Assuming 44100 samples per second in a short 4-8 second-long audio .wav file, if I want perform FFT to detect the power spectrum, amplitude, and phase shift from 20 Hz to 10000 Hz (humans lose the ability hear above 10000 Hz with increasing age), I am thinking I will need window lengths of at least 4410 samples? This is because, within a second, a 20 Hz cycle will occur every 2205 samples (44100/20), but due to Nyquist, I will need twice the 2205 or 4410 samples.

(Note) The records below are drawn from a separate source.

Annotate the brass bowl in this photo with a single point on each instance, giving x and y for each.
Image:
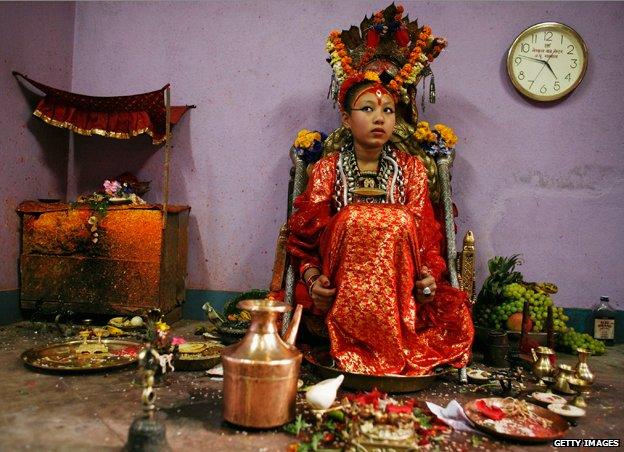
(322, 363)
(204, 360)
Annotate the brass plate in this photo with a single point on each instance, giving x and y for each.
(323, 365)
(206, 359)
(556, 430)
(63, 356)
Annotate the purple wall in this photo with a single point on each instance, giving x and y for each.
(37, 39)
(541, 180)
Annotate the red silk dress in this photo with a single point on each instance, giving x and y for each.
(372, 254)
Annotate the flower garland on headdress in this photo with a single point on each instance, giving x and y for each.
(416, 46)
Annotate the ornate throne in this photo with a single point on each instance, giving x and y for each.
(399, 51)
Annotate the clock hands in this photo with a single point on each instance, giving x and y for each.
(545, 65)
(545, 62)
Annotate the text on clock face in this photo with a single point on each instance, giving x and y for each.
(540, 67)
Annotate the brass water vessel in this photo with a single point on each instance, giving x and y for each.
(542, 367)
(562, 384)
(260, 372)
(582, 370)
(582, 387)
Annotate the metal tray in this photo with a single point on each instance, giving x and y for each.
(63, 356)
(204, 360)
(558, 428)
(322, 363)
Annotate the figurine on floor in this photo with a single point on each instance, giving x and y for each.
(365, 234)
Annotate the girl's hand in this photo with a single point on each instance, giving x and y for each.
(322, 293)
(426, 281)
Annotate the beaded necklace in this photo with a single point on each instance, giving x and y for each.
(368, 186)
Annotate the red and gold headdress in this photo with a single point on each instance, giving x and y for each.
(388, 44)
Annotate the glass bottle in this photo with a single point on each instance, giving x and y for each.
(604, 321)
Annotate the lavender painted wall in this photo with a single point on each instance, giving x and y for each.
(542, 180)
(37, 39)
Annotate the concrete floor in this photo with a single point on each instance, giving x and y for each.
(93, 412)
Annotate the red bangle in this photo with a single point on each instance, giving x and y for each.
(311, 279)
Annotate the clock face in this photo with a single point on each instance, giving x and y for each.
(547, 61)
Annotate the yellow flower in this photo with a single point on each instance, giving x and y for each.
(372, 76)
(421, 134)
(423, 124)
(162, 326)
(306, 138)
(447, 134)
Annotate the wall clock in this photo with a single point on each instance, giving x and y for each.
(547, 61)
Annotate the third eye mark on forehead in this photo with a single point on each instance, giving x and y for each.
(369, 103)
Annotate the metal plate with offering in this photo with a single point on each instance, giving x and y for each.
(515, 419)
(83, 355)
(198, 356)
(323, 364)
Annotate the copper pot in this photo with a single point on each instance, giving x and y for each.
(260, 372)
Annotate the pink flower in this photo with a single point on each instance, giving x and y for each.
(111, 187)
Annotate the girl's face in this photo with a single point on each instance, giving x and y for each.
(371, 119)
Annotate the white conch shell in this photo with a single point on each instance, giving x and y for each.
(322, 395)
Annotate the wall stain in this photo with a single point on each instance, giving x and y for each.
(583, 177)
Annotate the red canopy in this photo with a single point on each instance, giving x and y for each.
(117, 117)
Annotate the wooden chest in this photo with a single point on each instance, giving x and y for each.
(127, 264)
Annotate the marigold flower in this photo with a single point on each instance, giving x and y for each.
(447, 134)
(420, 134)
(162, 326)
(372, 76)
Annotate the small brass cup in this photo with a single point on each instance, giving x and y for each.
(582, 387)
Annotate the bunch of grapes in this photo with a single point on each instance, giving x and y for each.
(496, 316)
(538, 306)
(570, 340)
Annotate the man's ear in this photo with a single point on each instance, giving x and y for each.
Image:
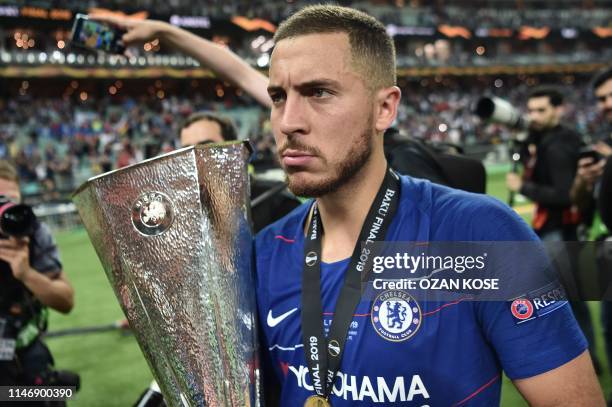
(387, 101)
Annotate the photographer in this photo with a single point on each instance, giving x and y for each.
(591, 192)
(549, 158)
(31, 279)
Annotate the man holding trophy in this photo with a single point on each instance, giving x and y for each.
(332, 86)
(332, 90)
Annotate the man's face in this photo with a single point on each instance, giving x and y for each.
(322, 113)
(200, 132)
(542, 114)
(603, 94)
(10, 189)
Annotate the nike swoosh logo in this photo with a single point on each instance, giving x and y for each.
(272, 321)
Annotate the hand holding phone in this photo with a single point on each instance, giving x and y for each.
(96, 35)
(589, 152)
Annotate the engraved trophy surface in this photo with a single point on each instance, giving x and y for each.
(174, 239)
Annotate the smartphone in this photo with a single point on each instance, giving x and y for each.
(589, 152)
(96, 35)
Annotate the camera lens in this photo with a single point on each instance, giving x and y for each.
(17, 220)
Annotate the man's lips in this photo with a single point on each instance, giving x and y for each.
(292, 158)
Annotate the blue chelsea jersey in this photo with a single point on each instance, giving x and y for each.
(457, 354)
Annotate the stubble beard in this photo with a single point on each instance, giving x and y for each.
(354, 160)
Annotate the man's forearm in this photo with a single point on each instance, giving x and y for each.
(54, 293)
(220, 60)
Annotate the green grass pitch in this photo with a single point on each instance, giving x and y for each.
(112, 368)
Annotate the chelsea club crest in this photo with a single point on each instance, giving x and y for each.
(396, 316)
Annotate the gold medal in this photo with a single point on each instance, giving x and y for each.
(317, 401)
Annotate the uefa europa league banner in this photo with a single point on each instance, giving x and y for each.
(174, 238)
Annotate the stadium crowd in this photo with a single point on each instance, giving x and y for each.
(58, 143)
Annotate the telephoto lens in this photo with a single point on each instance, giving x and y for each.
(16, 219)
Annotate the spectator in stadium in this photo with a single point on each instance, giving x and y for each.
(207, 127)
(590, 188)
(332, 78)
(31, 281)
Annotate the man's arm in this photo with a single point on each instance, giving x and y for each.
(571, 384)
(562, 169)
(56, 293)
(220, 60)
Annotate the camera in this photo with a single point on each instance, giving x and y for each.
(97, 36)
(589, 152)
(16, 219)
(500, 111)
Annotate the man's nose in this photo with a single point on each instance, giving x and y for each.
(293, 120)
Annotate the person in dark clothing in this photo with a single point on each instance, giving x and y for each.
(31, 282)
(592, 192)
(550, 156)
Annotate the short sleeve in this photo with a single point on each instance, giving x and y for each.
(530, 347)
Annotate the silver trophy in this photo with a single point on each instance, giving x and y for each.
(174, 238)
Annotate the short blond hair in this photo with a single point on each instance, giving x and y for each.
(372, 49)
(8, 172)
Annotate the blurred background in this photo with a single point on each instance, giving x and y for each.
(66, 115)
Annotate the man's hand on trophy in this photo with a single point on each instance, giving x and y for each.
(16, 252)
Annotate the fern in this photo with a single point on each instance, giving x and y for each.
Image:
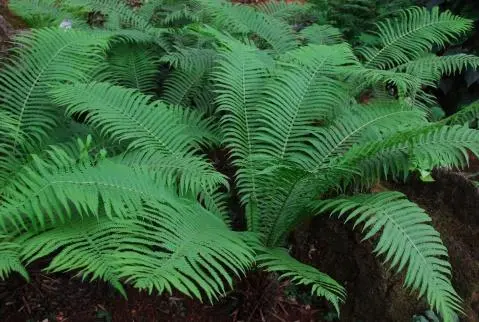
(10, 259)
(407, 241)
(245, 20)
(465, 115)
(134, 67)
(178, 252)
(411, 35)
(139, 202)
(278, 260)
(25, 82)
(153, 132)
(321, 35)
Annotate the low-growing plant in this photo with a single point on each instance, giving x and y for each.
(105, 171)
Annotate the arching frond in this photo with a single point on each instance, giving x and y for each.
(304, 90)
(200, 253)
(322, 35)
(407, 242)
(239, 79)
(181, 85)
(158, 135)
(10, 259)
(191, 59)
(363, 124)
(465, 115)
(430, 68)
(245, 20)
(49, 194)
(159, 248)
(43, 57)
(187, 82)
(283, 10)
(134, 67)
(411, 35)
(44, 13)
(278, 260)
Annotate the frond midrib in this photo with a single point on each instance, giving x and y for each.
(24, 104)
(298, 106)
(352, 133)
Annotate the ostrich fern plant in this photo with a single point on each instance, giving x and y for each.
(129, 196)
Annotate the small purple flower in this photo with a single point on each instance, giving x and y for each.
(66, 24)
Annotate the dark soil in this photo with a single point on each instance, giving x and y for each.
(376, 295)
(373, 293)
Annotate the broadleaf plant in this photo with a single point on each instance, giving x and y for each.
(106, 131)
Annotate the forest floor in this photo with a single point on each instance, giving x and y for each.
(373, 293)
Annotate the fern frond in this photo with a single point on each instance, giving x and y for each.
(154, 132)
(362, 124)
(303, 91)
(278, 260)
(180, 86)
(44, 57)
(118, 13)
(199, 252)
(245, 20)
(193, 66)
(49, 194)
(431, 68)
(407, 241)
(10, 259)
(322, 35)
(43, 13)
(426, 147)
(87, 245)
(159, 248)
(190, 59)
(239, 79)
(134, 67)
(411, 35)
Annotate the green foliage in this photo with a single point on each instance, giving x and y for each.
(155, 88)
(407, 240)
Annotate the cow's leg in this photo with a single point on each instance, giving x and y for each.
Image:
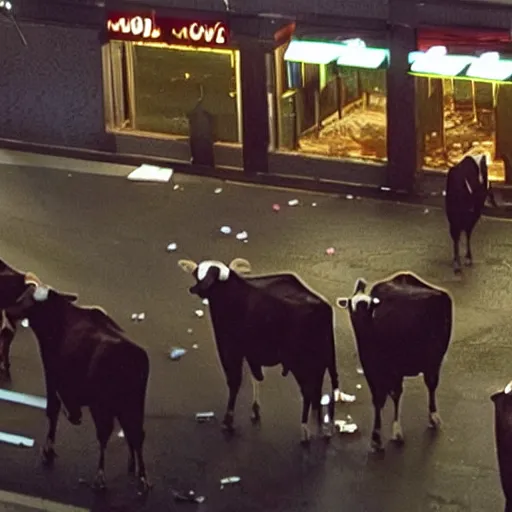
(6, 337)
(306, 404)
(455, 234)
(431, 379)
(132, 423)
(469, 256)
(234, 383)
(53, 406)
(104, 422)
(255, 417)
(396, 394)
(379, 399)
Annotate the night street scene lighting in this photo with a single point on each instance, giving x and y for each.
(7, 9)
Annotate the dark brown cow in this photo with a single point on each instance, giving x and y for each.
(267, 321)
(88, 361)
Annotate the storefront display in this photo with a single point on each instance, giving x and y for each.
(159, 69)
(333, 99)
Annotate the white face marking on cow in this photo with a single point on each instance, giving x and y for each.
(205, 266)
(362, 297)
(41, 293)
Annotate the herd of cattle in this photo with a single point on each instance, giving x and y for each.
(402, 327)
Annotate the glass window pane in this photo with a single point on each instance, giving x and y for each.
(461, 117)
(333, 111)
(170, 81)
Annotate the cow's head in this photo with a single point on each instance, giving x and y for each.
(12, 284)
(360, 305)
(36, 294)
(210, 273)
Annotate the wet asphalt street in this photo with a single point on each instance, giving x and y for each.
(105, 238)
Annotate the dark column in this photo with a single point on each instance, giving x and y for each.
(401, 104)
(254, 108)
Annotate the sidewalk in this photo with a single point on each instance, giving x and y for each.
(13, 502)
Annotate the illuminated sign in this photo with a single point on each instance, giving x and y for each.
(167, 30)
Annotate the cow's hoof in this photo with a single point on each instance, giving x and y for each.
(397, 436)
(48, 456)
(305, 436)
(100, 482)
(434, 421)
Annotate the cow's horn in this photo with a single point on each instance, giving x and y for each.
(31, 278)
(360, 285)
(240, 265)
(188, 266)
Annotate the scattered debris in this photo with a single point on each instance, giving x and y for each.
(345, 397)
(151, 173)
(177, 353)
(189, 496)
(230, 480)
(23, 399)
(21, 441)
(203, 417)
(345, 427)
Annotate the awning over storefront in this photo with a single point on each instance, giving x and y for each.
(352, 52)
(436, 61)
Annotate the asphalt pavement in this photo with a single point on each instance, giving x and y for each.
(105, 237)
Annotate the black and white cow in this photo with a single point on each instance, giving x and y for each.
(503, 431)
(88, 361)
(268, 320)
(467, 188)
(402, 328)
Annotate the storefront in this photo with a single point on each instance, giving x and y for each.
(464, 98)
(158, 70)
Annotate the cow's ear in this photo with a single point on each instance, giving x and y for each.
(342, 302)
(70, 297)
(188, 266)
(240, 265)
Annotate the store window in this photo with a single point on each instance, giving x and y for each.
(332, 99)
(154, 85)
(464, 107)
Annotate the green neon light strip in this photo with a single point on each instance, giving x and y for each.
(369, 58)
(312, 52)
(317, 52)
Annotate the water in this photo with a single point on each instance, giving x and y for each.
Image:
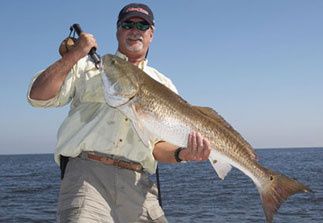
(191, 192)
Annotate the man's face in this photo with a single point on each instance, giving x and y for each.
(134, 41)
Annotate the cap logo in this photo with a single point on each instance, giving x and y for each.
(138, 10)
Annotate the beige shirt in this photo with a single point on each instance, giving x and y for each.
(91, 124)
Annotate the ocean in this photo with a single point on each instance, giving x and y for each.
(191, 192)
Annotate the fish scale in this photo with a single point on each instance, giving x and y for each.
(157, 112)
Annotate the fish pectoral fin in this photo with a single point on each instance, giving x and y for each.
(143, 135)
(222, 168)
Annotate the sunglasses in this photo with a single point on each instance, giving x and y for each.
(140, 25)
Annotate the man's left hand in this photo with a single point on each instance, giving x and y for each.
(198, 148)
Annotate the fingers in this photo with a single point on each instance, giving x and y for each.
(85, 43)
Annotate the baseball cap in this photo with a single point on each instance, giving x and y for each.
(136, 10)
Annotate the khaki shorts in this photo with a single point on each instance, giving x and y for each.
(95, 192)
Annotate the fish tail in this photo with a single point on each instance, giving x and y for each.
(276, 190)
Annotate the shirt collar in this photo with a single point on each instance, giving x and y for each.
(141, 65)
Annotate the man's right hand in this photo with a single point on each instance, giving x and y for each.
(48, 84)
(83, 46)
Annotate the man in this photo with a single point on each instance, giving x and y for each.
(105, 178)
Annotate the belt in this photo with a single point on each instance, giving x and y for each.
(118, 163)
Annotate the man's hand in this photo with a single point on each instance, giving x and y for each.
(83, 45)
(198, 148)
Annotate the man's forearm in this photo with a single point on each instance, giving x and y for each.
(164, 152)
(47, 84)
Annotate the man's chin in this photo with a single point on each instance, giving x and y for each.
(134, 49)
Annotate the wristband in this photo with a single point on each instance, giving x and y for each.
(176, 154)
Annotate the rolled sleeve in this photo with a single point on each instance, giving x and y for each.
(62, 98)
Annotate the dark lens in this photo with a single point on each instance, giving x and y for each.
(127, 25)
(142, 25)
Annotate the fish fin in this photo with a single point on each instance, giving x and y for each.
(222, 168)
(218, 118)
(276, 190)
(143, 135)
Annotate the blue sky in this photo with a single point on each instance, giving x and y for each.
(258, 63)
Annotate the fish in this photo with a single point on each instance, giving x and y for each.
(157, 111)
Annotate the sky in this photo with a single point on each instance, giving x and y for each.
(258, 63)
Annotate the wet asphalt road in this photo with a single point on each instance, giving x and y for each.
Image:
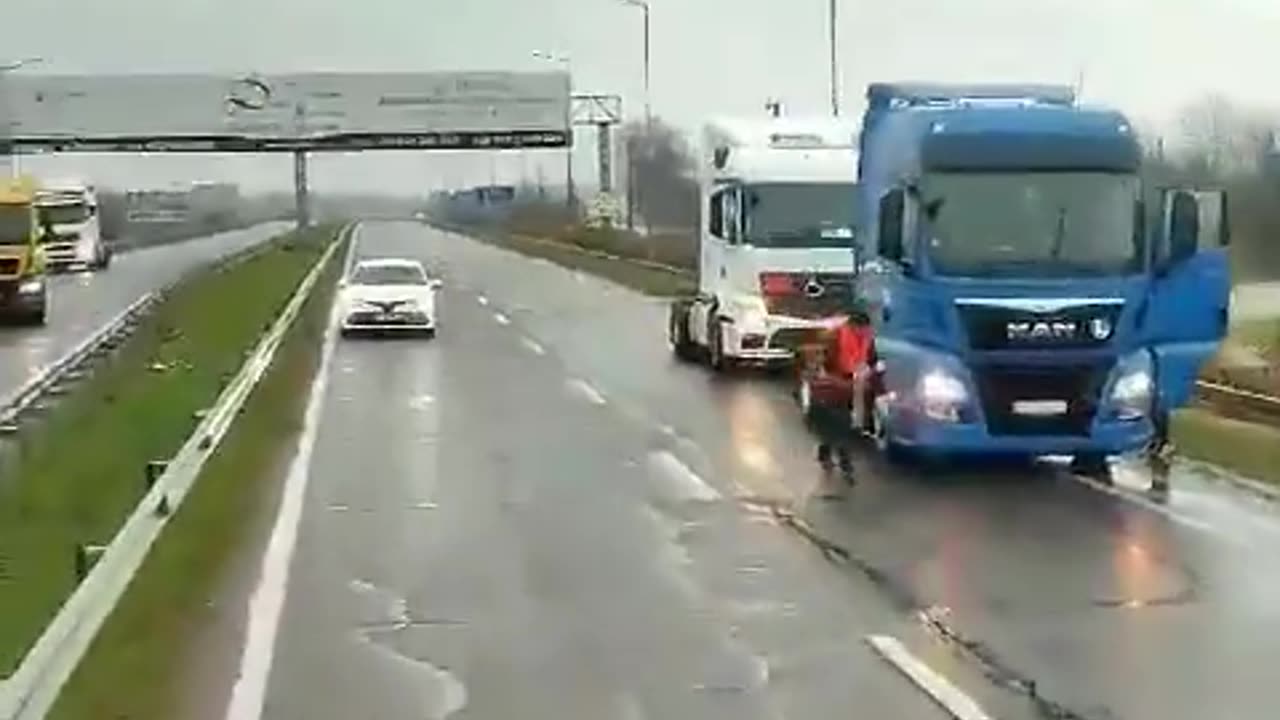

For human hearing, what is the typical window width used so that deconvolution will result in clean audio quality? For some reason, I think the long wavelengths of 20 Hz will require window widths no shorter than 4410 samples. Given this, why are their STFT matrices shown in reports which have 1024 bins in the time domain for 4 second .wav files? (see the image below from the NMF chapter at musicinformationretrieval.com). The 1024 bins must be based on the jump size -- that site never states that they employ windows widths of 4410 with much shorter jump sizes.
UPDATE
The goal is to replicate the NMF results presented here via OOP with a compilable programming language (.NET) -- not an interpretive language like R, Matlab, Librosa, etc. Their STFT results were obtained using Librosa by merely invoking the syntax S = librosa.stft(x). It would be futile to chase down Librosa's default settings for FFT bin spacing and window jump length for STFT matrix generation by Librosa because I am not using Librosa.